API keys, passwords and payment details are never stored in plaintext.
- Method: Credentials are encrypted with AES-256.
- Access: The master key is held separately (e.g., in the OS keychain). When a task requires a credential, the user is prompted for the master key via chat, which decrypts the credential for a single use in memory.
This is kind of key innovation (or atleast i don't find any similar approach) to neutralize prompt injection from external data.
- Function: A separate, lightweight LLM instance with no system access, no memory and no ability to trigger actions is used solely to summarize emails, web pages or documents.
- Result: Only the clean summary is passed to the main LLM. Any malicious instructions hidden in the source material are trapped in the sandbox.
Every allowlist (apps, contacts, websites) and security policy (auto-approvals, sudo settings) is managed through a simple web-based User Dashboard.
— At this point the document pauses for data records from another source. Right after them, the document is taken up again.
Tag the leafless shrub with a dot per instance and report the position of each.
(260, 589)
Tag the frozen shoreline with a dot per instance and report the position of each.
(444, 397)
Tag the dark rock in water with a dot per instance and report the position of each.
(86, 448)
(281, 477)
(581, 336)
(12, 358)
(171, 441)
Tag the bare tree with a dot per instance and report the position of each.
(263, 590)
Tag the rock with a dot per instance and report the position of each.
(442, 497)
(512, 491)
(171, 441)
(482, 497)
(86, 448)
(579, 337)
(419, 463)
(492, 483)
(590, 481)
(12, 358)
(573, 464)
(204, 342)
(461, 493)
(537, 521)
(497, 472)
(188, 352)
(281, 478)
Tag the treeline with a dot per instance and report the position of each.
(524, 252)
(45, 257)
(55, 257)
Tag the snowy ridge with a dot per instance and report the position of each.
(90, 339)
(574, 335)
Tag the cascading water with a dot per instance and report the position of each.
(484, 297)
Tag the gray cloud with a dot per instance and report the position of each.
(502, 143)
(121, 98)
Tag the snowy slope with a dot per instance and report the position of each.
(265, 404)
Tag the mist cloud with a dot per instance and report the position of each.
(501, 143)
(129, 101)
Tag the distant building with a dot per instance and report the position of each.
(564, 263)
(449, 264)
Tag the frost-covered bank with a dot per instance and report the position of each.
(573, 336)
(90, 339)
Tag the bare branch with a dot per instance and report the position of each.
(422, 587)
This gives the user transparent, granular control over their agent's capabilities.
- Docker-Based Code Execution: Any code written or reviewed by the agent will be executed inside ephemeral, resource limited Docker containers.
- Test-Driven Development (TDD) Sandbox: Code must pass a security focused test suite within the container before any output is accepted, preventing logic bombs and exploits.
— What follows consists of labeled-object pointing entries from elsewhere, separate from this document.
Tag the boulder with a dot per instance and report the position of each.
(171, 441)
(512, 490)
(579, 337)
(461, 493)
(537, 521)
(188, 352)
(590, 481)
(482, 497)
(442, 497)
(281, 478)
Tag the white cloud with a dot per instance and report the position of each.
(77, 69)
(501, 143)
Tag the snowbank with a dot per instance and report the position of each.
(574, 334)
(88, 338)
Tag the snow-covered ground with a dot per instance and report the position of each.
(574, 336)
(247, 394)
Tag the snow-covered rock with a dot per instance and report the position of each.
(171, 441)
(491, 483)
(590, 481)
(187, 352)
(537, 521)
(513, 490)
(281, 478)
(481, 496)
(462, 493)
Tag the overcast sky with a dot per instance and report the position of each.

Normbot's design intentionally makes conscious trade-offs:
- Friction: Mandatory confirmations and allowlist management add steps compared to a fully autonomous agent. We view this as a necessary feature not a bug. It ensures the user remains in control.
- Complexity: Configuration via a dashboard and multiple security layers requires more initial setup than simpler agents. The goal is to make this process as intuitive as possible.
- Philosophy: This project prioritizes security and user sovereignty above total automation. It is designed for users who want powerful AI assistance but are unwilling to compromise the security of their personal systems and data.
Normbot is not yet functional. Development will follow this plan:
- Phase 1: Core JSON schema parser, allowlist manager, and basic CLI prototype.
- Phase 2: Integration with a messaging app (Telegram) and the approval system.
- Phase 3: Development of the User Dashboard and credential vault.
- Phase 4: Implementation of the sandboxed LLM and Docker execution environments.
Stay tuned. When a minimal viable prototype is ready, installation instructions will appear here.
This project will be released under an open-source license (likely MIT or AGPLv3). The specific license will be chosen before the first public code release.
Normbot is a project born from the belief that powerful, personal AI should be safe, controllable and private by design.